Officials in his department said there was a consensus in Thursday’s meeting that the proposed amendment, if made a law, would directly encroach upon the provisions of Article 371G. “A reframed Indian Forest Act as per the proposals would challenge Mizo customary laws and practices, ownership and transfer of land as well as the powers conferred upon the autonomous district councils,” a senior officer said declining to be quoted.
The State’s Forest officials said that the Indian Forest Act of 1927 had not been enforced in Mizoram. The State’s areas under forest have been governed by the Mizoram Forest Act of 1955 “in accordance with the customary laws and needs of the local people”.

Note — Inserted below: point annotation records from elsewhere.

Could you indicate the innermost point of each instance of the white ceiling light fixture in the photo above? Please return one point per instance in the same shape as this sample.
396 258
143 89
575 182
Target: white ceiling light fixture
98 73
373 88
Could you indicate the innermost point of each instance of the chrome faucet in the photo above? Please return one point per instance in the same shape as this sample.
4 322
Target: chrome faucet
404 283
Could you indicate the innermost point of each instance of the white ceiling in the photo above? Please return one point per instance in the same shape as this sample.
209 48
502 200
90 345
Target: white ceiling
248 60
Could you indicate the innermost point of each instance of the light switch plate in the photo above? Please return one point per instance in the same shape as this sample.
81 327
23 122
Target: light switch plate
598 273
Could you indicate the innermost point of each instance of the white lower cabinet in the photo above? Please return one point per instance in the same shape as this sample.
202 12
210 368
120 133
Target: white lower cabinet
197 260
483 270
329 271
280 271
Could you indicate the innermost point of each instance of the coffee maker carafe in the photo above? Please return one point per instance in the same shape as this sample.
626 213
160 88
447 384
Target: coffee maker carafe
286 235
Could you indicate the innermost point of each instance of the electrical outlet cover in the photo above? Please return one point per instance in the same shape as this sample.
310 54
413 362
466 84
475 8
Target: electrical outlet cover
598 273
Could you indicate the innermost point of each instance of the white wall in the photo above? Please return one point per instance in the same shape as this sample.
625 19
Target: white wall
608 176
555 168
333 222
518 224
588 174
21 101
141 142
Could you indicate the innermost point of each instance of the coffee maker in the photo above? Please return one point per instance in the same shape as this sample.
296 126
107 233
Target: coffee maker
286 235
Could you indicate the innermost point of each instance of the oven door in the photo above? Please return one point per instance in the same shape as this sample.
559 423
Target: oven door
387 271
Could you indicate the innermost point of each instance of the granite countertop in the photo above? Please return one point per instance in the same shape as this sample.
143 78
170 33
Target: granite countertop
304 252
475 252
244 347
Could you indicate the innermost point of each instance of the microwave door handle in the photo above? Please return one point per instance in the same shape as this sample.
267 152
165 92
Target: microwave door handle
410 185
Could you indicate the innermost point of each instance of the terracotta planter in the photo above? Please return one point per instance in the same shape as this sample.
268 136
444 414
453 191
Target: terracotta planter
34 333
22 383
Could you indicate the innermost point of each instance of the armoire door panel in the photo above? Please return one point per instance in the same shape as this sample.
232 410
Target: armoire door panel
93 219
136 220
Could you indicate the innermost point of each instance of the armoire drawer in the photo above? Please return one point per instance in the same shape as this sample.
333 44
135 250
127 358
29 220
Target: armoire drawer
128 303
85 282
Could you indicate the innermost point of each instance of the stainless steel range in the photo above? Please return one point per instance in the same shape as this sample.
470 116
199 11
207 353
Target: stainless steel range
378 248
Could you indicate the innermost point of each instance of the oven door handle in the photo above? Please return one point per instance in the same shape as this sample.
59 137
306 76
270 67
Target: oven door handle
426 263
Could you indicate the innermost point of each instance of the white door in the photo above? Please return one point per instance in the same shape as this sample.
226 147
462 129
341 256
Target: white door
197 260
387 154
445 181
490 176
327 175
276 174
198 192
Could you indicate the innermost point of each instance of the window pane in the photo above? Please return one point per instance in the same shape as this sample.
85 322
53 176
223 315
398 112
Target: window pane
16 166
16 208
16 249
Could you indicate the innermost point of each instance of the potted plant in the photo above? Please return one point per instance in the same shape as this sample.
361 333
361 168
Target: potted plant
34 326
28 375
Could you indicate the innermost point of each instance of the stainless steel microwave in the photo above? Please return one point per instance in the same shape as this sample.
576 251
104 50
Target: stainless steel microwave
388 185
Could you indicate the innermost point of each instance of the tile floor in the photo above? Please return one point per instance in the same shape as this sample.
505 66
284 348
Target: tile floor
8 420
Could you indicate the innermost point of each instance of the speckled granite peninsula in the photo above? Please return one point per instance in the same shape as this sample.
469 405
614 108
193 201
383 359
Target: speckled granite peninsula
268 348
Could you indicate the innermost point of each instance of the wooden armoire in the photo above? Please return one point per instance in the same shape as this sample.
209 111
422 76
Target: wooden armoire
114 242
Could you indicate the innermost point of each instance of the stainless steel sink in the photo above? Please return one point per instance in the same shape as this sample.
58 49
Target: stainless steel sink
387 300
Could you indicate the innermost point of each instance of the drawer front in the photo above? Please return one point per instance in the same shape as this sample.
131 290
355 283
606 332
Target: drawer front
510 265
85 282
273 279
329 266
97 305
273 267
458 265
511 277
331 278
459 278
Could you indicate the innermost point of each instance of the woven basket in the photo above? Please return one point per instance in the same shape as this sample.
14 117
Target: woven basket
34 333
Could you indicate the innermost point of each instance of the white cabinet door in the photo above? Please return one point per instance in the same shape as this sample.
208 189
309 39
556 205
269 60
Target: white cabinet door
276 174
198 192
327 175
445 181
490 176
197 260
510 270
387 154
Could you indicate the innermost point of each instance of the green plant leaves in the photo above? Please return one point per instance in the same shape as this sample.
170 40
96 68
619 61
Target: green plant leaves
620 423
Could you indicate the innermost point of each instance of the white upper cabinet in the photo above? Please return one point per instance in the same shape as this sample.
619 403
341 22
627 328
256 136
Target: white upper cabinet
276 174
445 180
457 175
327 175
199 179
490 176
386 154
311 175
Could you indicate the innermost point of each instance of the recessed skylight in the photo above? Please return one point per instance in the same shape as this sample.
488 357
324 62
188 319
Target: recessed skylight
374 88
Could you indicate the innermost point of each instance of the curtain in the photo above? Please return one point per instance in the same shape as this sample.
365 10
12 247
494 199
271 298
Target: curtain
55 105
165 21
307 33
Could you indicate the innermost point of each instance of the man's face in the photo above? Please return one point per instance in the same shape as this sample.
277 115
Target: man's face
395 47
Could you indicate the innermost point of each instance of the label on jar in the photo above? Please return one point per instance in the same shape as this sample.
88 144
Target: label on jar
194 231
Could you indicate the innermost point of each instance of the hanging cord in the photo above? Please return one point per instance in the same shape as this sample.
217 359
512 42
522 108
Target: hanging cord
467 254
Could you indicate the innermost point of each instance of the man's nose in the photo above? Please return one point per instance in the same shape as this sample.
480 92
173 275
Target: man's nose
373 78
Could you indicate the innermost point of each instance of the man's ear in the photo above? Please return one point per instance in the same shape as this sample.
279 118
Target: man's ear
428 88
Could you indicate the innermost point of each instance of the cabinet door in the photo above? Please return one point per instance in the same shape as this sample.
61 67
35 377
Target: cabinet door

The Union Ministry of Environment, Forest and Climate Change had on March 14 invited feedback on the proposed amendment from the States after consultation with stakeholders.
The Opposition Congress and regional political parties have been rallying against the proposals. An ethnicity-based organisation called Zo Indigenous Forum had submitted a memorandum to the United Nations saying the Indian Forest (Amendment) Bill, 2019, was anti-indigenous communities and against the fundamental rights enshrined in the Constitution.
Mizoram is among the 15 States and Union Territories with more than 33% of the geographical area under forest cover. The State is among India’s “tribal districts” with a total forest cover of 421,000 sq km.